Cuando me agachaba, veía bajo mis pies el interior del camión. Sobre la mesa, Breffort escribía el diario de a bordo, y Vandal ponía en limpio sus anotaciones. No pude descubrir a Beltaire. Vi, al fin, una pierna colgar de la litera. Cuando alzaba la cabeza, el universo, por contraste con la calma del exterior, parecía aún más desencadenado. El viento y la lluvia arreciaban. Los relámpagos mostraban la capota y el techo chorreando, como si salieran del mar. La antena vibraba, tirante, con peligro de quebrarse. En el intervalo que dejaban los truenos percibí un agudo canto.
— Y bien — grité—, es una señora tempestad.
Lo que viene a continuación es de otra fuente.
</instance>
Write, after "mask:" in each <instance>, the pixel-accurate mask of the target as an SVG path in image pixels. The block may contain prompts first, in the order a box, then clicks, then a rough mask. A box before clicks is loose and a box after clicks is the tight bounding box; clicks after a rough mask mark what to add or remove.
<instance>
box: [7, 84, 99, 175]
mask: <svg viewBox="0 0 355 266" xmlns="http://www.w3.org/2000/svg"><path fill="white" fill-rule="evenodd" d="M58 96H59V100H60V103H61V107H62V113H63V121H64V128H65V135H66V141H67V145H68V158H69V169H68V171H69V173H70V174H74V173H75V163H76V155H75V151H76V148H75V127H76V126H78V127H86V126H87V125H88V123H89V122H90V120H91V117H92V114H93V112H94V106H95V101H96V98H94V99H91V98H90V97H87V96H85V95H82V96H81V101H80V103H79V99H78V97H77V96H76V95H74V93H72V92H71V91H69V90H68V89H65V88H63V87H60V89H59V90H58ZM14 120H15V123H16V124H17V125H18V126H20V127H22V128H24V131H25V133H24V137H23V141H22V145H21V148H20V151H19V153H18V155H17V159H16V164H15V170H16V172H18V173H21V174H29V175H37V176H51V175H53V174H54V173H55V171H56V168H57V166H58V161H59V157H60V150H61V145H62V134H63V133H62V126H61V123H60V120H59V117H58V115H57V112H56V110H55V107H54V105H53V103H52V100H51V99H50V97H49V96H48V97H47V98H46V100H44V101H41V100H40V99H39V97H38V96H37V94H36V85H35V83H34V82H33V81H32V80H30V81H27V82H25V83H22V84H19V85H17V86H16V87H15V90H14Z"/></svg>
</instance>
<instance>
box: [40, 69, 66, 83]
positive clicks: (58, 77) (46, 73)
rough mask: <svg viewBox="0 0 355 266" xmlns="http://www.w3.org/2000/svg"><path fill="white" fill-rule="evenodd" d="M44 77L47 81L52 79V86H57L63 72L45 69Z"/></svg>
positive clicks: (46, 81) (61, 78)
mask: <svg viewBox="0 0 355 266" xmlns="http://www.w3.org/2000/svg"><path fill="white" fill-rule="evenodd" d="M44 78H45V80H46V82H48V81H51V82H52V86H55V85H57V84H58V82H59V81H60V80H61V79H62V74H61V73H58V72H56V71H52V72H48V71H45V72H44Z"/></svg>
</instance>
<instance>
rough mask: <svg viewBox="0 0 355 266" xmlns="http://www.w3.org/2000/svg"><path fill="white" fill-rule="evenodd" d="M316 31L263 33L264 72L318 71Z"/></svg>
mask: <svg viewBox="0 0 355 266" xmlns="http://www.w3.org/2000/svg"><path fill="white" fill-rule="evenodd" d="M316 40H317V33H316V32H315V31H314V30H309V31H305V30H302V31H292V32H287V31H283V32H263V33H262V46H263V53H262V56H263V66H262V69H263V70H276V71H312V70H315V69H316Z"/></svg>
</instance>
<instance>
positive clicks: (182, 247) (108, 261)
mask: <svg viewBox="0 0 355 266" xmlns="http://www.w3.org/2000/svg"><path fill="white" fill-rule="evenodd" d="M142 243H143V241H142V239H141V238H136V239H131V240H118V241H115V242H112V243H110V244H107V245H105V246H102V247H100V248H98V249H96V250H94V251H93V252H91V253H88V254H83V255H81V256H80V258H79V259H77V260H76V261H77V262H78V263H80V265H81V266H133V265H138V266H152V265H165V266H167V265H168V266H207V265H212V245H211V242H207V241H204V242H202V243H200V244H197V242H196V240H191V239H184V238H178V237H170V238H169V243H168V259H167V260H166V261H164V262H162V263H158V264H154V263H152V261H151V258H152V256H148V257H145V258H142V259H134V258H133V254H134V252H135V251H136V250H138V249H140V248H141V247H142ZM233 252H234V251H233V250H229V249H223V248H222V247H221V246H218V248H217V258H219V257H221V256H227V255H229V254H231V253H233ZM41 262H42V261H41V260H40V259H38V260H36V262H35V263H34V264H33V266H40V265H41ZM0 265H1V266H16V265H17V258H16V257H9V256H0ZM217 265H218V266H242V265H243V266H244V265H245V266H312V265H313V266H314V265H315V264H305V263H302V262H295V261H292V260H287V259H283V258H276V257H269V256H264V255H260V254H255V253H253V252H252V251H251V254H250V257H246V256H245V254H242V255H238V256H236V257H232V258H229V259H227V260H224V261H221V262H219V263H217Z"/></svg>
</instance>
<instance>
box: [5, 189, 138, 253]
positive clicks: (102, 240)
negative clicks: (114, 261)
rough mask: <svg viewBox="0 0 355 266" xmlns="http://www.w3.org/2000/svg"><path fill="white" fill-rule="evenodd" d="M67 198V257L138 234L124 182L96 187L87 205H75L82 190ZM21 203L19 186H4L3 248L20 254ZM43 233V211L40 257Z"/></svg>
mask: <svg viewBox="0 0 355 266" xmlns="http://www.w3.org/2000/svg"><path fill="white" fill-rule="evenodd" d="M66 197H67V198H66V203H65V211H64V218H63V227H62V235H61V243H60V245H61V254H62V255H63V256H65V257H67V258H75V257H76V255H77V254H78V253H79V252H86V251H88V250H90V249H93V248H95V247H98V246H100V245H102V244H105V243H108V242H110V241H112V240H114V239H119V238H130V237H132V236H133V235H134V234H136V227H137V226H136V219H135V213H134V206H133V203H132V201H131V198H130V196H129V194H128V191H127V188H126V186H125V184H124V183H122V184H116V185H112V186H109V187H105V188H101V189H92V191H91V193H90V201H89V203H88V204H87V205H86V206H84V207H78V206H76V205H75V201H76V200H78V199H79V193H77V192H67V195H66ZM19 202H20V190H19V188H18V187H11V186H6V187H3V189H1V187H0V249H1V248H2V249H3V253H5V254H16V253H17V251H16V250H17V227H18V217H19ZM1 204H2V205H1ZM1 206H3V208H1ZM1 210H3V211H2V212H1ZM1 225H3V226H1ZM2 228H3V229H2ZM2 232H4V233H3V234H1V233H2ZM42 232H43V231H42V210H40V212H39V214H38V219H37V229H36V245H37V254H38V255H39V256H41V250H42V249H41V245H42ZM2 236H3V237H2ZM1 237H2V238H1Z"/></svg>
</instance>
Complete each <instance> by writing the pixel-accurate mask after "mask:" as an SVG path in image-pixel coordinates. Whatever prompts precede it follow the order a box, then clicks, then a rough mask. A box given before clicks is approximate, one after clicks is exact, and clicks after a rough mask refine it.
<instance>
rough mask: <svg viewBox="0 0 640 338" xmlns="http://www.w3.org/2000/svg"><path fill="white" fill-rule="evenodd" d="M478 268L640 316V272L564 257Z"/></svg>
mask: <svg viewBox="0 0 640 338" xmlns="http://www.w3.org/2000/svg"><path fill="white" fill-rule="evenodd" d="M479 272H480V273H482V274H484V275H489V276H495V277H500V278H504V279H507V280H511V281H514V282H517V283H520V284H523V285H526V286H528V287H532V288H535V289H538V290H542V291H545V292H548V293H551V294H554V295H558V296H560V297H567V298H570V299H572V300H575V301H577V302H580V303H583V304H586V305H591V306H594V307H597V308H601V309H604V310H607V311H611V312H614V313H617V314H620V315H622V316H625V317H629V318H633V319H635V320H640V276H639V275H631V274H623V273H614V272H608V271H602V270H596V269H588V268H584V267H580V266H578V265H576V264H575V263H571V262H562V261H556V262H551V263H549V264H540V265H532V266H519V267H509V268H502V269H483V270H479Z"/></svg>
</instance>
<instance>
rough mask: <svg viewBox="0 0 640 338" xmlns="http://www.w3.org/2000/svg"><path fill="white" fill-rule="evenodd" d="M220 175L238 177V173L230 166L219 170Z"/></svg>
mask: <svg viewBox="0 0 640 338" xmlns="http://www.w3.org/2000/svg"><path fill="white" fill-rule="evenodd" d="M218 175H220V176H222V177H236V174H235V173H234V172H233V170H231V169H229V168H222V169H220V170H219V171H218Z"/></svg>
— Es magnífico — respondió Martina.
Era realmente un espectáculo magnífico, aunque pavoroso. Con anterioridad, en la Tierra, había sido sorprendido por tempestades en la montaña, pero jamás había visto nada que pudiera compararse a esto en violencia y belleza. Cayó un rayo, a 200 metros escasos, y yo grité a Migueclass="underline"
—¿Qué hace el barómetro?
—¡Todavía baja!
—¡Estamos llegando! Veo varios refugios. ¡Encended los faros.
El acantilado estaba muy cerca. Estuvimos rondando durante dos o tres minutos antes de encontrar una abertura capaz de albergar el camión, y de fácil acceso. Temiendo un nuevo encuentro con los Sswis — o con un Goliat—, dispuse la ametralladora en batería, y un soplo de aire frío y húmedo penetró con el rumor de la lluvia. La cueva estaba vacía, y muy pronto el camión estuvo en terreno seco, protegido por más de treinta metros de roca. Lo situamos de cara al exterior y descendimos. Beltaire, a quien le tocaba por turno, permaneció en la ametralladora. La cueva medía unos cincuenta metros de largo por veinte de alto y veinticinco de profundidad. El agua resbalaba por la bóveda formando goteras. No obstante el suelo estaba seco, gracias a los salientes de la roca, que hacían las veces de cornisas. En un rincón, cenizas, útiles de obsidiana y residuos de hueso, testimoniaban la reciente presencia de los Sswis. Por tanto, era menester vigilar. Encontramos también, cuidadosamente guardados en una anfractuosidad, bloques de obsidiana y reservas de madera seca. Quizá fuera una imprudencia, pero encendimos fuego detrás del camión. Tomamos cerca de él nuestra comida del mediodía, y las latas vacías de conserva aumentaron el montón de basura dejado por los Sswis.
— Me pregunto qué cara pondrán nuestros amigos los «centauros» cuando encuentren estos curiosos recipientes — dije.
— Especialmente si observan las ilustraciones — añadió Miguel.
Un bote de salchicha llevaba una efigie policromada de la «Tía Irma», representación de una opulenta cocinera.
— Van a llevarse una pobre impresión de nuestro arte — intervino Martina.
Nos hablábamos a gritos, para dominar el ruido tempestuoso de las aguas.
Con Beltaire, relevado por Miguel, y Breffort, abrimos una pequeña zanja para escrutar el suelo de la cabaña. Quería saber si había sido habitado en otras épocas. Nuestro trabajo se vio recompensado por el descubrimiento, en la tierra arenosa, de dos capas de cenizas y residuos, cada una de ellas de un espesor de veinte centímetros. Las dos nos mostraron labores idénticas; distintas por lo que pudimos apreciar de las que realizaban los Sswis actuales. Eran más primarias; talladas solamente por una sola cara, y no en forma de hojas de laurel. Encontramos también el esqueleto de un Sswis bien conservado, pero no pudimos comprobar si había sido voluntariamente amortajado. Descubrimos igualmente una buena cantidad de variados esqueletos, algunos de los cuales podían haber pertenecido a los Goliats.